Archive for May, 2010

Bike Ride For UCLH Leukemia Charity

Today I finished a wonderful sponsored bike around Richmond Park, in aid of UCLH Leukaemia Unit Charity. This charity have been helping my uncle throughout the past 5 years of his treatment for Leukaemia, primarily by supporting his out-patient care and by providing bursaries for the fantastic postgrad nurses who work there.

Edited 27th May: Here are the photos!

The group of riders before the ride

At seven miles long, the ride was short but very pleasant. It weaved it’s way around the perimeter of the park over gravel and for the most part we were riding under the dappled shade of the mighty oak trees. From time to time we spotted the park’s famous deer, and joked that their ancestors must have regularly ended up on King Henry VIII’s dinner table!

I used my android phone to track the route via GPS:


View UCLH Leukaemia Charity Bike Ride in a larger map

For the ride I was joined by a number of UCLH staff members and relatives of current patients.

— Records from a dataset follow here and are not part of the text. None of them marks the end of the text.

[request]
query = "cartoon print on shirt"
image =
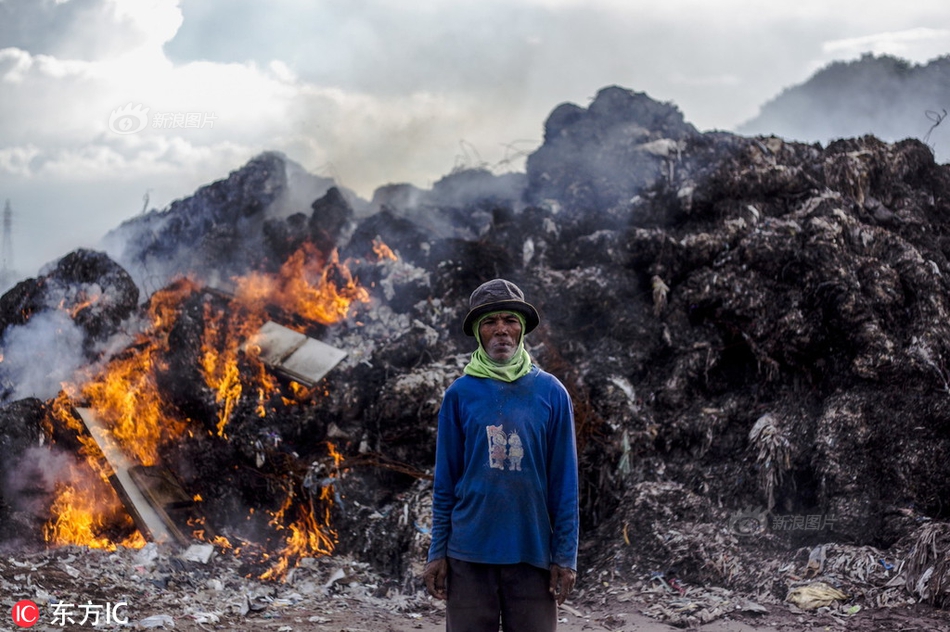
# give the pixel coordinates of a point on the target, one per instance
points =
(497, 446)
(515, 451)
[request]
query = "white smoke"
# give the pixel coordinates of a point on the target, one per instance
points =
(41, 354)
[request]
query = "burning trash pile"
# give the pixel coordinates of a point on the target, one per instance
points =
(754, 332)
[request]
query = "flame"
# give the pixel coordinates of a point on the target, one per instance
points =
(307, 286)
(83, 509)
(308, 535)
(125, 396)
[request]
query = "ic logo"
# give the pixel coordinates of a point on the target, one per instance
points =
(749, 521)
(128, 119)
(25, 613)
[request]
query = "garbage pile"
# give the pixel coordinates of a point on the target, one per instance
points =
(754, 332)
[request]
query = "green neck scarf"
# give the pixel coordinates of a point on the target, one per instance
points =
(483, 366)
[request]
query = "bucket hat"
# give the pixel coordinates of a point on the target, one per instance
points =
(499, 295)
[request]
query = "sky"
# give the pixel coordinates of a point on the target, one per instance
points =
(112, 107)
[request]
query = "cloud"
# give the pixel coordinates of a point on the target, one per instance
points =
(905, 43)
(369, 92)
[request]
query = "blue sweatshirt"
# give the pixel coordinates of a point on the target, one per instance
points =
(505, 488)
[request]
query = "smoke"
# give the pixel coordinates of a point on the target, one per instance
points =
(885, 96)
(35, 475)
(40, 355)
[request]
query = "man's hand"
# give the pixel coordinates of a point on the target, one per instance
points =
(562, 582)
(434, 575)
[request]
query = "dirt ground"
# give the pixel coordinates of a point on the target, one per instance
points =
(337, 594)
(359, 616)
(373, 619)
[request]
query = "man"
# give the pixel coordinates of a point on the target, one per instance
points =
(504, 501)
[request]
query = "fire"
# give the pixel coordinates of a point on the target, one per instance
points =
(308, 535)
(126, 398)
(307, 286)
(83, 509)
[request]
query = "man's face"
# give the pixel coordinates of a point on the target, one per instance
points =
(500, 334)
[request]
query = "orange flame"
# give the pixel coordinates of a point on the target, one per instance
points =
(306, 286)
(125, 397)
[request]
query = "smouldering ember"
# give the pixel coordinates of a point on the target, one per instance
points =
(124, 394)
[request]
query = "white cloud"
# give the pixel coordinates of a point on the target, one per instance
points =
(917, 44)
(372, 92)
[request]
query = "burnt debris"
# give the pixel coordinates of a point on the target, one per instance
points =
(751, 329)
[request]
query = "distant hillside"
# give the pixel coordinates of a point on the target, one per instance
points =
(888, 97)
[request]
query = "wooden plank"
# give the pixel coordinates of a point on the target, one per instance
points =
(297, 356)
(149, 521)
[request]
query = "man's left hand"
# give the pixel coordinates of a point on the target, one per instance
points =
(562, 582)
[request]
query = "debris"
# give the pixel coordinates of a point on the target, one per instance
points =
(200, 553)
(296, 355)
(814, 596)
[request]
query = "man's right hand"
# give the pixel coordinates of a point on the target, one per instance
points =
(434, 575)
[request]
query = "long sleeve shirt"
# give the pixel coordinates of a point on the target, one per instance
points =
(505, 488)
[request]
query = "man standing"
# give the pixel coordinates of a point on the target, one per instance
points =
(504, 502)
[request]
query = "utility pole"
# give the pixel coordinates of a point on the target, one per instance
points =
(6, 248)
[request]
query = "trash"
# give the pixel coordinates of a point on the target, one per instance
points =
(200, 553)
(814, 596)
(156, 621)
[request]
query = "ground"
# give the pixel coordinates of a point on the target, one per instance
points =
(165, 589)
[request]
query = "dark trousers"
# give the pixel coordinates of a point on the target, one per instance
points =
(480, 594)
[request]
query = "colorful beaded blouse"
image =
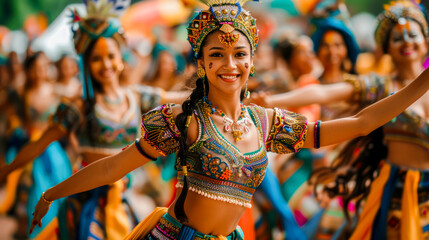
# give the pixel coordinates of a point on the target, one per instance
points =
(216, 168)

There was even a former patient who had recovered from the chemotherapy received at the UCLH Leukaemia unit. He wanted to express his thanks with his new lease of life the unit had allowed him.

It was an absolutely beautiful day out and it was all for a good cause. Thanks to all who donated via my justgiving page: justgiving.com/michaelokarimia With their help I have exceeded my donation target.

After the ride, the trinkets were handed out!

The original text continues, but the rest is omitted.